Quite apart from there being bias against null results, many researchers are not particularly thorough in their citation of prior literature. In an overview of publication bias and citation bias, Leng & Leng (2020) drew attention to the neglect of prior literature in papers reporting randomized controlled trials. Based on a paper by Robinson & Goodman (2011), they noted that regardless of how many studies had been conducted, on average only two studies were cited, and concluded “seemingly, while scientists may see further by standing on the shoulders of those who have gone before, two shoulders are enough, however many are available.” (p. 206).
Citation bias is often unintentional, but is a consequence of the way humans think. Bishop (2020) described a particular cognitive process, confirmation bias, which makes it much easier to attend to and remember things that are aligned with our prior expectations. Confirmation bias is a natural tendency that in everyday life that often serves a useful purpose in reducing our cognitive load, but which is incompatible with objective scientific thinking. We need to take explicit measures to counteract this tendency in order to evaluate prior literature objectively.
19.3 Counteracting publication and citation biases
In Chapter 20 and Chapter 21, we discuss two approaches to counteracting biases: preregistration offers a solution to publication bias, and a systematic approach to literature review offers a (partial) solution to citation bias.
19.4 Class exercise
As a group exercise, you may like to try a game of Statcheck, the materials and rules for which are available here: https://sachaepskamp.github.io/StatcheckTheGame/. This should induce a sufficiently cynical approach towards the current publication system.
Find a published report of an intervention that interests you. Take a look at the introduction, and list the references that are cited as background. Next, go online and search for articles on this topic that were published two or more years before the target paper. Do you find many articles that are relevant but which were not cited? If so, did they give positive or negative results?

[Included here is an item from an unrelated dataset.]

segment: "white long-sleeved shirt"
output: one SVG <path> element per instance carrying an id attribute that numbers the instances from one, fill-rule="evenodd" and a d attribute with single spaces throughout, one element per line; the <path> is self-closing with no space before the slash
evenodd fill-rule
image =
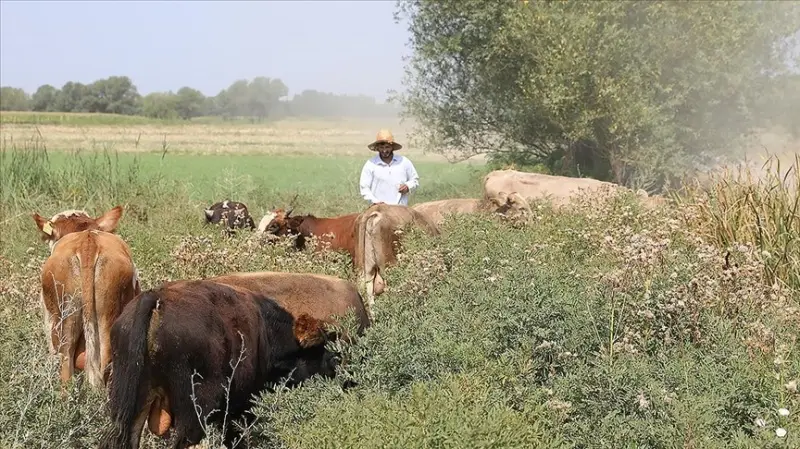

N.B. There are various ways you can conduct a literature search. Google Scholar is often preferred because it is free and includes a wide range of source materials, including books. Scopus and Web of Science are other commercial options that your institution may subscribe to. Both of these are more selective in coverage, which can be a positive if you want some quality control over your search (e.g. restricted to peer-reviewed journals), but a negative if you want to be comprehensive. If you compare these different ways of searching the literature, you will find they can give very different results.